Just getting started here, and I'll probably soon move this to a more structured Blog site in order to make maintaining this easier, and to formalize the separation between my thoughts and opinions and those of Continuous Technology Solutions.  Standard disclaimers apply...

2007-09-03

Lately there has been a great deal of attention given to online backups.  There are a number of compelling reasons, mainly:

  1. Convenience - no tapes or media to change or maintain

  2. Portability - endpoint based agents work on mobile systems

  3. Cost Effective - especially with current price-wars

  4. Secure - data can be encrypted in transfer and when stored

  5. Offsite - data transferred to a remote location, can be further replicated to additional sites as well for additional protection from natural disasters, etc.

The standard pricing model is to pay for the amount of storage space used per month, and often the number of computers that are directly accessing the backup service.  Below I list some of the many, many companies competing in this space.  This is the tip of the iceberg...

These are some of the companies that are leading the low cost charge, mainly targeting residential users and multimedia sharing:
  Mozy – unlimited storage for $5/mo
  Carbonite – unlimited for $50/yr or $90/2 yrs
  Xdrive – 5GB free, 50 GB for $10/mo
  MediaMax – 25GB free, 1000 GB for $30/mo

These are mid range services that offer some additional capability, reporting, private-labeling, real live tech support, etc:
  Dr. Backup - 5GB for $30/mo
  RemoteDataBackups -  10GB for $30/mo
  iBackup – 5GB for $10/mo
  DataPreserve – 5GB for $20/mo (unique combination of online, onsite B2D and multi-site mirroring backup options)

These are the high end players (they don’t even list pricing J but deal in more litigious or regulated industries and provide other services like archiving, secure data destruction, compliance, auditing, document management, etc): 
  IronMountain
  EVault

Other companies in this market-space are software vendors, many who also provide backend infrastructure (data centers):
  Remote-Backup
  Ahsay
  Vembu

And then for something completely different:  LogMeIn Backup
     (as an aside, I've been pretty impressed by LogMeIn's technology.  Their product
     ideas are not always earth shattering, but their execution is first rate.)

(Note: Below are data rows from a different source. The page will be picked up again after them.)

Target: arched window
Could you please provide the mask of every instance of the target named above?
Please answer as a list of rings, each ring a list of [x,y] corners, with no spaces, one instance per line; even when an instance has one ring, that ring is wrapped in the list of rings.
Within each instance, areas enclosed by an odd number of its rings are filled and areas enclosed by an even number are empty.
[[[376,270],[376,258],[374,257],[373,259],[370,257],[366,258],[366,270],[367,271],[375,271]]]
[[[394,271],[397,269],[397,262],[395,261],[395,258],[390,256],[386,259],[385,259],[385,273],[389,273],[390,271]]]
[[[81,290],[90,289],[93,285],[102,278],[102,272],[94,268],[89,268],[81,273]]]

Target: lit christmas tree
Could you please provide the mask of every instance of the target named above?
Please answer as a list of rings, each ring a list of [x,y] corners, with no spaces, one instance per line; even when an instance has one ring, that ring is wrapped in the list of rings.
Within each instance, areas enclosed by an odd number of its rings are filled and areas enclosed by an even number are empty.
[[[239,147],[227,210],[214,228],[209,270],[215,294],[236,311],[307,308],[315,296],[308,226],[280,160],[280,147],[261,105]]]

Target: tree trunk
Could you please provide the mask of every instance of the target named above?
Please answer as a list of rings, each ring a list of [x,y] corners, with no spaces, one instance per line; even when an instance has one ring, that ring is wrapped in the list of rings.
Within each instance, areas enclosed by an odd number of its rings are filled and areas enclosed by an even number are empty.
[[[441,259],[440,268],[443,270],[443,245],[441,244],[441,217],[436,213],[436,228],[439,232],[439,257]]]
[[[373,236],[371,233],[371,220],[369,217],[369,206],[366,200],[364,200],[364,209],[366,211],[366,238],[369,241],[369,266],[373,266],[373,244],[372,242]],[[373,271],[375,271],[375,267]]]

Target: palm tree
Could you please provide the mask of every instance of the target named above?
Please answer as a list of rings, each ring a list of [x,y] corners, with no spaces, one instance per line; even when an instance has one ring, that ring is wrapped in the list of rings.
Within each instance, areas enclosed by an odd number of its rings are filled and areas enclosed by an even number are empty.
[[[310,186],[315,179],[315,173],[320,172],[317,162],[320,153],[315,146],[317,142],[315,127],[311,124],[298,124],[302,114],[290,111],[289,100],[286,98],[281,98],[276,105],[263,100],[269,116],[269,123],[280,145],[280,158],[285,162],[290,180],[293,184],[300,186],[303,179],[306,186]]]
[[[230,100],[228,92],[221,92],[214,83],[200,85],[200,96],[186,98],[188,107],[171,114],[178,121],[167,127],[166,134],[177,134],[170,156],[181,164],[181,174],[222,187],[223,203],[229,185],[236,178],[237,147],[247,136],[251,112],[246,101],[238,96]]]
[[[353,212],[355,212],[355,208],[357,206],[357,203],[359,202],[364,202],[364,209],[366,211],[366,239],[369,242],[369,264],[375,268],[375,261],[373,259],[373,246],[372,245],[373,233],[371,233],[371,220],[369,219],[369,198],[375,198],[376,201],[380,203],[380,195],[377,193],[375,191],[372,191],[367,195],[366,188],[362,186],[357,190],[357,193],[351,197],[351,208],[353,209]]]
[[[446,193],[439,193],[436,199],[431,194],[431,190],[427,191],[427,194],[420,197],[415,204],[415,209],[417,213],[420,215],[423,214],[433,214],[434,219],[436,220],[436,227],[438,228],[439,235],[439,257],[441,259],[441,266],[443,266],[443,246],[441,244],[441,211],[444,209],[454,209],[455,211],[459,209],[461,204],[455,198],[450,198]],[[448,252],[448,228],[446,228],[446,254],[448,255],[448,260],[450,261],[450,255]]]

LogMeIn's Backup is conceptually similar to some of the old round robin backup schemes with utilities like HandyBackup, etc.  For example, take three machines  A  B  and C:
    Backup  A to  B
    Backup  B to  C
    Backup  C to  A
With this scheme, two failures must occur simultaneously to lose data.  A more paranoid option:
    Backup  A to  B & A to  C
    Backup  B to  A & B to  C
    Backup  C to  A & C to  B
With this option, three failures must occur simultaneously to lose data.  Advantages are that the data stays on systems you control.  The software controls login & access from one system to another, as well as encryption in transit and when stored.  Disadvantage is that unless the systems are in separate locations, you lose one of the main advantages of onsite backup in the first place.  You also need a great deal of disk space for this to be practical, but disk is cheap these days, and is probably less expensive than other online options.  This scheme can be extended indefinitely across however many machines are in use in the environment, or leveraged to a provider's systems as well.  Neat alternative.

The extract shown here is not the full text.